Danilo Croce

Danilo Croce is a Tenure track Assistant Professor in Computer Science at the University of Rome, Tor Vergata, Faculty of Engineering. He holds a Ph.D. in Informatics Engineering from the same university. His expertise spans both theoretical and applied Machine Learning. He primarily delves into Natural Language Processing, Information Retrieval, and Data Mining domains. His particular interest lies in innovative Kernels within Support Vectors, Deep Neural Machines, Transformer-based Neural Architectures, and Large Language Models. His focus centers on advanced syntactic and semantic processing within the realms of Natural Language Processing and Computer Vision. Throughout his academic career, he has actively participated in various roles across numerous national and European projects. He has authored over 150 publications in international journals, conference proceedings, and workshops (H-index: 24), with 10 of these being recognized as “Best Paper” and more than 15 top ranks in national and international benchmarking champaigns. Danilo has been a member of the Program Committee for more than 25 International Conferences and Workshops. He is also a regular reviewer for esteemed International Conferences including ACL, EMNLP, COLING, and AAAI.

Claudiu Daniel Hromei

Claudiu Daniel Hromei is a 3rd year Ph.D. student at the University of Rome Tor Vergata, with a keen interest in the dynamic field of Human-Robot Interaction. His research primarily revolves around Natural Language Processing (NLP) and Generative AI. In 2020, Claudiu successfully earned his Master’s Degree in Computer Science from Tor Vergata, in the context of Human-Robot Interaction, with a specific focus on medical scenarios. Over time, his research focused on exploring Kernel-based Support Vector Machines and the world of Large Language Models (LLMs), especially in light of the Era of ChatGPT. His approach extends to the development and maintenance of LLMs while ensuring their sustainability through innovative approaches such as Low-Rank Adaptation (LoRA) and model quantization with lower floating-point precision. Additionally, he is focused on architectures that integrate multi-modal inputs with LLMs.


Large Language Models and How to Instruction Tune Them (in a Sustainable Way)

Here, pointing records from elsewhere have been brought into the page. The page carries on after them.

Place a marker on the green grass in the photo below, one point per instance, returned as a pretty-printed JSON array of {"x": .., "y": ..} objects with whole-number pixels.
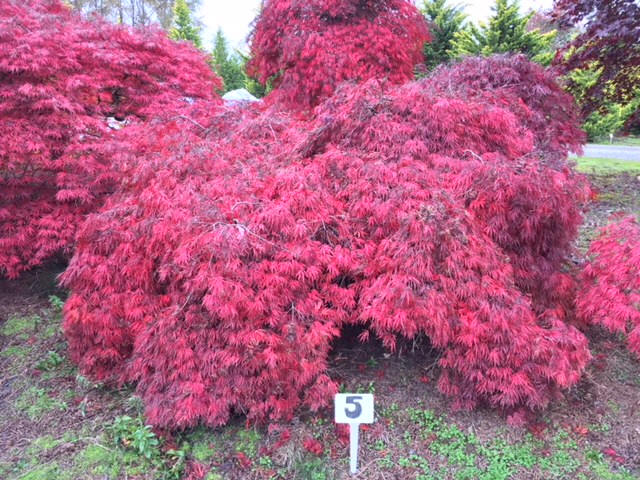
[{"x": 607, "y": 166}]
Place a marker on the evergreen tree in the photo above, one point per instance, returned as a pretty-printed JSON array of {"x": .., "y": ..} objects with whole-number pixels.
[
  {"x": 445, "y": 21},
  {"x": 507, "y": 32},
  {"x": 183, "y": 26},
  {"x": 228, "y": 66}
]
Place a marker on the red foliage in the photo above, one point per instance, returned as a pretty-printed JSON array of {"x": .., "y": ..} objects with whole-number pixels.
[
  {"x": 609, "y": 32},
  {"x": 311, "y": 47},
  {"x": 610, "y": 288},
  {"x": 313, "y": 446},
  {"x": 245, "y": 239},
  {"x": 61, "y": 77}
]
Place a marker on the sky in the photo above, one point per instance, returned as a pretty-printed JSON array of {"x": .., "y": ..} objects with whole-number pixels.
[{"x": 235, "y": 16}]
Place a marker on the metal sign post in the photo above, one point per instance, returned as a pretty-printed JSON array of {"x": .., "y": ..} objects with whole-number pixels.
[{"x": 354, "y": 409}]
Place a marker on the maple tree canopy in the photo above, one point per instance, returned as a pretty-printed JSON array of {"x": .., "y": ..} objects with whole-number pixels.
[
  {"x": 246, "y": 238},
  {"x": 311, "y": 46},
  {"x": 61, "y": 78},
  {"x": 219, "y": 250}
]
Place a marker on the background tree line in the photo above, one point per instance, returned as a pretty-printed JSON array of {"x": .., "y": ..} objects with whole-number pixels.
[{"x": 536, "y": 34}]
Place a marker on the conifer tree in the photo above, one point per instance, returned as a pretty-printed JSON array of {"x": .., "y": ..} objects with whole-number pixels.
[
  {"x": 227, "y": 66},
  {"x": 183, "y": 26},
  {"x": 506, "y": 32},
  {"x": 445, "y": 21}
]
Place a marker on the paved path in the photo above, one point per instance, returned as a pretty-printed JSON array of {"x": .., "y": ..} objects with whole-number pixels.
[{"x": 616, "y": 152}]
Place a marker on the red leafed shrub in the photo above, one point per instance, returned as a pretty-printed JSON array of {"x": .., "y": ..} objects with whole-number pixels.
[
  {"x": 61, "y": 77},
  {"x": 312, "y": 46},
  {"x": 527, "y": 89},
  {"x": 610, "y": 293},
  {"x": 313, "y": 446},
  {"x": 245, "y": 239}
]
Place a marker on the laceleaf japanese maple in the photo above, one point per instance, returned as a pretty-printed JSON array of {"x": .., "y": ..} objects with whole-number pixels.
[
  {"x": 610, "y": 281},
  {"x": 608, "y": 37},
  {"x": 61, "y": 79},
  {"x": 246, "y": 238},
  {"x": 310, "y": 47}
]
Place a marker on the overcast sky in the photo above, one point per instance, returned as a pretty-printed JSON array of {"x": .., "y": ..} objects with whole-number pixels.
[{"x": 235, "y": 16}]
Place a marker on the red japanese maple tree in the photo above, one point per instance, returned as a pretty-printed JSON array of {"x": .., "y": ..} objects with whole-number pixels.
[
  {"x": 310, "y": 47},
  {"x": 610, "y": 281},
  {"x": 608, "y": 35},
  {"x": 246, "y": 238},
  {"x": 61, "y": 78}
]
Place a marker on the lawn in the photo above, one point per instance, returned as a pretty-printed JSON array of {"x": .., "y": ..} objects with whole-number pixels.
[
  {"x": 627, "y": 141},
  {"x": 58, "y": 425}
]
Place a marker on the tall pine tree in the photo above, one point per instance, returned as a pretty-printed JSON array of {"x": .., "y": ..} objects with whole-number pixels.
[
  {"x": 226, "y": 65},
  {"x": 183, "y": 26},
  {"x": 506, "y": 32},
  {"x": 445, "y": 21}
]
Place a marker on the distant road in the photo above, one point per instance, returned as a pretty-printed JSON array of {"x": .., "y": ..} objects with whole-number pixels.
[{"x": 616, "y": 152}]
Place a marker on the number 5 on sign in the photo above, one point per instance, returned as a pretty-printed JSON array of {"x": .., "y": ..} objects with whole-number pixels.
[{"x": 354, "y": 409}]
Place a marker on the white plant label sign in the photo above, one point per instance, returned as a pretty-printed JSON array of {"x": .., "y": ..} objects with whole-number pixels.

In recent years, the evolution of Large Language Models (LLMs) has marked a profound transformation in computational linguistics and computer science. This tutorial aims to provide participants with a comprehensive understanding of the state-of-the-art LLMs introduced in the literature. We will articularly focus on the progression that led models like GPT or LLaMA to be adapted for language inference tasks and their capability to be instruction fine-tuned, eventually leading to the development of models such as ChatGPT, Alpaca and Vicuna.
A notable challenge with LLMs has been their computational complexity, making them appear unfeasible for common usage. To (partially) solve such issues, this tutorial will delve into techniques like quantization and, more prominently, low-rank adaptation (LoRA). These techniques make it possible to fine-tune an LLM with 7 or 13 billion parameters on a standard 16 GB GPU. The application of these methods has enabled the adaptation of foundational LLMs pre-trained on large-scale text collections to a myriad of tasks, leading to a remarkable proliferation of models being released on the web daily.
Building on this, we will explore the development of a unified architecture that participated under the name of ExtremITA in all tasks of EVALITA 2023. By effectively combining prompting engineering and sustainable learning techniques, this monolithic architecture based on LLaMA tackled twenty-two complex semantic processing tasks in the Italian language, across varied semantic dimensions, including Affect Detection, Authorship Analysis, Computational Ethics, Named Entity Recognition, Information Extraction, and Discourse Coherence.
Lastly, attendees will gain insights into training a state-of-the-art foundational model (LLaMA2) using data from the competition, replicating the approach in ExtremITA. This will empower them with the knowledge to develop a monolithic model capable of addressing all tasks and extending beyond.